As to the history, I dont see that post-Darwinian taxonomists assumed that
L's hierarchical scheme fit well into evolutionary history. To the contrary,
I think that the general acceptance of hierarchical arrangements pre-Darwin
played a role in stimulating the idea of evolution -i.e. that the empirical
science of systematics seemed to indicate that there is an inherent
hierarchical arrangement to diversity which was in need of explanation
(Darwin's "hidden bond"). So taxonomists used hierarchy, and L's system
before the Darwinian period, during the Darwinian period, and continue to do
so today. The Linnean system "belongs to" the empirical science of
systematics, and I dont see why it cannot continue to be used as a vehicle
to communicate the empricial results of our studies.
***
Ultimately, this boils down to a tendency for
certain cladistic taxonomists to gain unwarranted confidence in their
phylogenetic hypotheses, so much so that they propose substantial
rearrangements in nomenclature. Another year's worth of investigation,
however, leads them to further rearrangements of nomenclature to reflect the
new interpretation. Multiply this by a bunch of years and a bunch of overly
confident cladistic taxonomists, and you end up with massive instability of
names.
***
I disagree with this as well. My training was in morphological cladistic
systematics, and I never found instablility to be a problem. I was taught a
discipline in which one does not propose new classifications unless one has
completed a thorough revision of a taxon; an analysis that includes every
character that has ever been proposed for the group, a complete synonomy,
reference to all literature on the group etc. This is what the cladistic
"logic" demands, and has been explicitly advanced by the "total evidence"

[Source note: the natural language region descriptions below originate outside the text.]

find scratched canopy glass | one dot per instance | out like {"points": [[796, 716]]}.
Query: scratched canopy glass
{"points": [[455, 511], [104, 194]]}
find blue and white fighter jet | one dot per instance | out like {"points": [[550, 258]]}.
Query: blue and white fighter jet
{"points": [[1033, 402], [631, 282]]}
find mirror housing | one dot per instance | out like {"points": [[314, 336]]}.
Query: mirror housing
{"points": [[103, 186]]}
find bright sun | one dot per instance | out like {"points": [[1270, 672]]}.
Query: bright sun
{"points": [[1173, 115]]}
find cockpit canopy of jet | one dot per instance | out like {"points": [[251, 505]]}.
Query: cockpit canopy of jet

movement. I see a massive instablility problem in modern systematics, but
does not come from cladistics per se, but rather from genetic systematists
(some of whom are cladists) - it is the bizarre assumption of many
sequencers that the results of an analysis of a short stretch of a single mt
gene produces results that supposedly trump hundreds of years of character
analysis of the group. This is an attitude that I sense will fade with time
as everyone realizes that the identity of a particular nucleotide is simply
one more character to be considered with all the others. In short, there is
nothing in cladistics that necessarily fosters instability - in fact I think
the case should be made that cladistic classifications, to the extent that
they seek to reconstruct the singular true history of taxic divergence, will
be more stable in the long run, especially as opposed to classification
schemes that are inherently based on subjective ranking decisions.
***
Even with strict
adherence to monophyly (sensu Hennig), a ranked nomenclatural scheme such as
Linnaeus' will always incorporate a component of subjectivity and arbitrary
decisions on the part of the taxonomist. As such, the Linnaean nomenclatural
system is imperfect for representing phylogenetic relationships.
***
What subjective or arbitrary decisions are you referring to?
***
Obviously, if the system was established
before the notion of evolutionary relationships even existed, then there
must be *some* function to the names *besides* representing evolutionary
history.
***
Yes, the system has always been about delineating, identifying and naming
the species and groups of species (taxa) that an empirical analysis of
diversity yield. The notion of evolution and the processes of evolution are
inferred from this empirical base.
***
And in some cases, the non-evolutionary functions of nomenclature
can trump the evolutionary function, hence we still recognize the
monophyletic "Aves" as a distinct class from the paraphyletic "Reptilia"
(don't we?), because it serves a useful communicative function to do so.
***
What is this "we"? I certainly dont recognize Aves as a distinct class from
Reptilia. Aves is a subclade somewhere within Dinosauria, which is somewhere
within Archosauria, which is part of Reptilia. And I have never encountered
any problems in communication with this insistence (although it does
sometimes lead to interesting discussions!). I think that the Darwinian
application of the rank system is _nonsense_, and the sooner we simply stop
clutching on to it, the sooner everyone, including the general public, will
have a better sense of what our evolutionary history really was.